Center for Medical Genetics, Gansu Provincial Maternity and Child Care Hospital, Gansu Provincial Clinical Research Center for Birth Defects and Rare Diseases, Lanzhou, China.
School of Public Health, Gansu University of Chinese Medicine, Lanzhou, China.
Mol Genet Genomic Med. 2024 Jan;12(1):e2308. doi: 10.1002/mgg3.2308. Epub 2023 Nov 27.
Immune skeletal dysplasia with neurodevelopmental abnormalities (ISDNA) is an extremely rare, autosomal recessive genetic disorder characterized by various skeletal abnormalities, neurodevelopmental deficits, and abnormal immune system function. ISDNA is caused by variation in the exostosin-like 3 (EXTL3) gene, located on chromosome 8p21.2, whose primary function is the biosynthesis of heparan sulfate (HS) skeleton structure. Only a few variations in the EXTL3 gene have been discovered so far. In these years of development, many pathogenic variants in genetic diseases with genetic and phenotypic heterogeneity have been investigated using whole-exome sequencing (WES) technology.
In this research, a novel EXTL3 variant was first detected in a patient using WES, which was validated from Sanger sequencing in this family. Family history and clinical information were then collected through comprehensive medical examinations and genetic counseling. In silico prediction was then utilized to confirm the pathogenicity of the variant.
A novel homozygous variant, NM_001440: c.2015G>A (p.Arg672Gln) in the EXTL3 gene, was identified using WES, which has never been reported before. Sanger sequencing was performed to confirm that the variant segregated with the disease within the family.

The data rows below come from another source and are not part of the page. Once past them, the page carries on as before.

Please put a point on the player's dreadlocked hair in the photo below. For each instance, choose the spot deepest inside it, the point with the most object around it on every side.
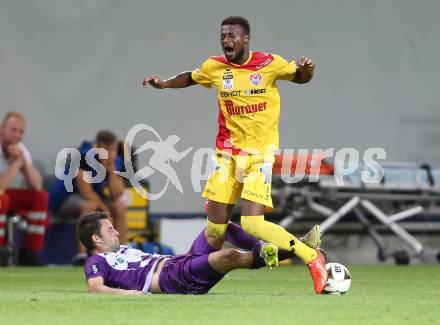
(89, 225)
(238, 20)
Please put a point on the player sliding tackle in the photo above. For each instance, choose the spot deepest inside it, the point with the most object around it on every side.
(123, 270)
(249, 109)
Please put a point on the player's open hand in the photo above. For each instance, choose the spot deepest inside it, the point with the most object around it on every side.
(154, 81)
(305, 64)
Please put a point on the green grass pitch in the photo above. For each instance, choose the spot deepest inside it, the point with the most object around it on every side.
(379, 295)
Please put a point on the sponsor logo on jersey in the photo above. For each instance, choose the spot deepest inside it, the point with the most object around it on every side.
(228, 81)
(230, 93)
(257, 91)
(244, 109)
(266, 62)
(247, 92)
(255, 79)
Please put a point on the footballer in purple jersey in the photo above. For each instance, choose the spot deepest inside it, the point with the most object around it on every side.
(118, 269)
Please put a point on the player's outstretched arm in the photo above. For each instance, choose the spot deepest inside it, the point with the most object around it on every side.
(182, 80)
(304, 71)
(96, 285)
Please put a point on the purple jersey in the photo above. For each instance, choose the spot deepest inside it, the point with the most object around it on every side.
(128, 268)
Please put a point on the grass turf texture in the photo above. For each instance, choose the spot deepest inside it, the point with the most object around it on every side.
(379, 295)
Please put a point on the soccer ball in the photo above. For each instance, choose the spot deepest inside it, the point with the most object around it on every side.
(339, 279)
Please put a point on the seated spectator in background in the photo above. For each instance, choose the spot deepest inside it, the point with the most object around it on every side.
(105, 196)
(31, 203)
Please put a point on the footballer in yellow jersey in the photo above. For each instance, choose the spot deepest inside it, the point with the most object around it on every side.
(249, 109)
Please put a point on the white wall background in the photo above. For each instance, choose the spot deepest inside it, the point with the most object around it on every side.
(74, 67)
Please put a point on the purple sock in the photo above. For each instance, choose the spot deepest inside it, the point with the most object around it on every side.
(238, 237)
(201, 245)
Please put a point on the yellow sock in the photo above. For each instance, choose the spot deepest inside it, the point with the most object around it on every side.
(216, 230)
(277, 235)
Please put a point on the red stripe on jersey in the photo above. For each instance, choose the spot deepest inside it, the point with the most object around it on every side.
(257, 61)
(223, 140)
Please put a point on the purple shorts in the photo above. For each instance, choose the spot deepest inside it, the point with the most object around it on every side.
(188, 274)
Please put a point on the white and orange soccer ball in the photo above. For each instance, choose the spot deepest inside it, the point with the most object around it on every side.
(339, 279)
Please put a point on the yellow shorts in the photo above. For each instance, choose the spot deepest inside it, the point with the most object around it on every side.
(248, 177)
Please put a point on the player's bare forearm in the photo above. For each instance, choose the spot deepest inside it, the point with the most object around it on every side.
(9, 175)
(96, 285)
(182, 80)
(304, 71)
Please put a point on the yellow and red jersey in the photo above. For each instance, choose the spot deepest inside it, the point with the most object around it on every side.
(248, 100)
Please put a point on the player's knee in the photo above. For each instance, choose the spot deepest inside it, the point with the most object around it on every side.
(251, 224)
(230, 255)
(216, 230)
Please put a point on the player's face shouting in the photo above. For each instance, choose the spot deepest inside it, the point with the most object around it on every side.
(234, 43)
(109, 236)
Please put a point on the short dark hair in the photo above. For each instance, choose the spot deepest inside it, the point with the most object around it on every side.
(89, 225)
(106, 137)
(238, 20)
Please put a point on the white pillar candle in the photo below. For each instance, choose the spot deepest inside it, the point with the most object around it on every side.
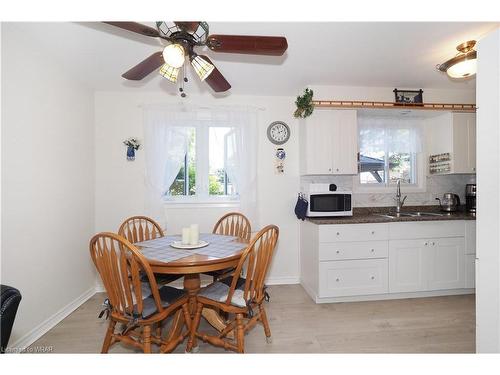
(186, 235)
(194, 235)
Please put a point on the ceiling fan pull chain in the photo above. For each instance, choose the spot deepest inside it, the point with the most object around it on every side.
(184, 79)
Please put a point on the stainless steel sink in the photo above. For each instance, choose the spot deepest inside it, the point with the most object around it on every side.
(394, 215)
(420, 213)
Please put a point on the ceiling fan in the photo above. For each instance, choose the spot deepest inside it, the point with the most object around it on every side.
(183, 37)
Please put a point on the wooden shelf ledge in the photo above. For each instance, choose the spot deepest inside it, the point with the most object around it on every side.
(392, 105)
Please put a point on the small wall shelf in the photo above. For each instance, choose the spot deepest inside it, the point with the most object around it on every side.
(392, 105)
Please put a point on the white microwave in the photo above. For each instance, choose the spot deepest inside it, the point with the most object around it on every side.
(324, 201)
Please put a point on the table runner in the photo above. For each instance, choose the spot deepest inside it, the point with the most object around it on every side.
(219, 247)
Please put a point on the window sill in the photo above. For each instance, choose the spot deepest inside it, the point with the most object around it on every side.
(201, 203)
(388, 189)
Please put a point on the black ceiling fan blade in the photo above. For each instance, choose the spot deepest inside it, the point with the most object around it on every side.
(216, 80)
(188, 26)
(247, 44)
(145, 67)
(135, 27)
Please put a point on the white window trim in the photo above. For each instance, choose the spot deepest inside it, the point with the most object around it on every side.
(204, 198)
(419, 187)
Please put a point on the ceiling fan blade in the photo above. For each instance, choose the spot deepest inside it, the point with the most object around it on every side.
(253, 45)
(145, 67)
(188, 26)
(136, 28)
(216, 80)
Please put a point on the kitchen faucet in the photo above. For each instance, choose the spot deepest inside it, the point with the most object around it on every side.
(399, 202)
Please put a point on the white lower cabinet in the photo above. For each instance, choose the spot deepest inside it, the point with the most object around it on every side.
(353, 277)
(407, 266)
(446, 263)
(352, 260)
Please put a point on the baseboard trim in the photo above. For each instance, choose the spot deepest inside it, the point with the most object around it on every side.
(282, 280)
(389, 296)
(25, 341)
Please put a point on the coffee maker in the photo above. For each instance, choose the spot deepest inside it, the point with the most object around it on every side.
(470, 198)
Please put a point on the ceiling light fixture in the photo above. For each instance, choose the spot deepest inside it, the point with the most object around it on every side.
(463, 65)
(174, 55)
(201, 66)
(169, 72)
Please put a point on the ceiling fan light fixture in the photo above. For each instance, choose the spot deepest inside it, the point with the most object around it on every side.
(464, 64)
(169, 72)
(174, 55)
(202, 67)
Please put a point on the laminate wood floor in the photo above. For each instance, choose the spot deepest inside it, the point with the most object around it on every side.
(298, 325)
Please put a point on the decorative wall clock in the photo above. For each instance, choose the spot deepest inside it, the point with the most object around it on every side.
(278, 132)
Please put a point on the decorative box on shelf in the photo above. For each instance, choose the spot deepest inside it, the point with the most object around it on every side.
(440, 163)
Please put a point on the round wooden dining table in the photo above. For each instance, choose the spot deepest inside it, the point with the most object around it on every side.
(191, 266)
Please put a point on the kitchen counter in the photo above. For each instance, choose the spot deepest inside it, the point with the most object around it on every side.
(372, 215)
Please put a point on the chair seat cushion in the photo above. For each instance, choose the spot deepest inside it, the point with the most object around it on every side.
(161, 278)
(220, 272)
(219, 291)
(168, 295)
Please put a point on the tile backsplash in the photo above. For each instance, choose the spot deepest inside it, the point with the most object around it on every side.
(436, 186)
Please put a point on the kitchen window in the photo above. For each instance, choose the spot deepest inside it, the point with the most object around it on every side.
(200, 156)
(204, 169)
(389, 150)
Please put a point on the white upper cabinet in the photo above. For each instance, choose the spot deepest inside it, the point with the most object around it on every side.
(454, 133)
(329, 143)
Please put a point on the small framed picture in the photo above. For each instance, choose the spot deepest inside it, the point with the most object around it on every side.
(409, 96)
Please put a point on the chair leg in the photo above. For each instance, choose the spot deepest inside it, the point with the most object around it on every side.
(109, 336)
(265, 323)
(147, 339)
(158, 330)
(240, 333)
(194, 327)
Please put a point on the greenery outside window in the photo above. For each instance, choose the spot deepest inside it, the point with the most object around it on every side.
(389, 150)
(204, 173)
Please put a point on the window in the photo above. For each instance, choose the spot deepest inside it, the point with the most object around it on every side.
(389, 151)
(206, 160)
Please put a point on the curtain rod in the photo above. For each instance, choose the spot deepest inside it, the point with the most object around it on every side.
(195, 106)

This research identified a novel pathogenic variant in the EXTL3 gene responsible for ISDNA in a Chinese family. It showed the potential diagnostic role of WES in ISDNA, expanded the EXTL3 gene variation spectrum, and demonstrated that the diagnosis of ISDNA using WES is feasible and effective. More comprehensive genetic counseling and precise prenatal diagnosis for the next pregnancy can also be provided to families with genetic disorders.
免疫骨骼发育不良伴神经发育异常(ISDNA)是一种极其罕见的常染色体隐性遗传疾病,其特征为多种骨骼异常、神经发育缺陷和免疫系统功能异常。ISDNA 是由位于 8p21.2 染色体上的外切体样 3(EXTL3)基因突变引起的,其主要功能是合成肝素硫酸(HS)骨架结构。到目前为止,只发现了 EXT3 基因的少数几种变异。在这些年的发展中,使用全外显子组测序(WES)技术研究了遗传和表型异质性的遗传疾病中的许多致病变体。
在这项研究中,首先使用 WES 在患者中检测到一种新型 EXTL3 变体,该变体在该家族中通过 Sanger 测序得到验证。然后通过全面的医学检查和遗传咨询收集家族史和临床信息。然后利用计算机预测来确认变体的致病性。
使用 WES 鉴定出 EXT3 基因中的一种新型纯合变体 NM_001440:c.2015G>A(p.Arg672Gln),该变体以前从未报道过。进行 Sanger 测序以确认该变体在家族内与疾病共分离。
本研究在中国一个家族中发现了 EXTL3 基因导致 ISDNA 的一种新型致病变体。它表明 WES 在 ISDNA 中的潜在诊断作用,扩展了 EXTL3 基因变异谱,并证明使用 WES 诊断 ISDNA 是可行且有效的。还可以为遗传疾病的家庭提供更全面的遗传咨询和精确的产前诊断。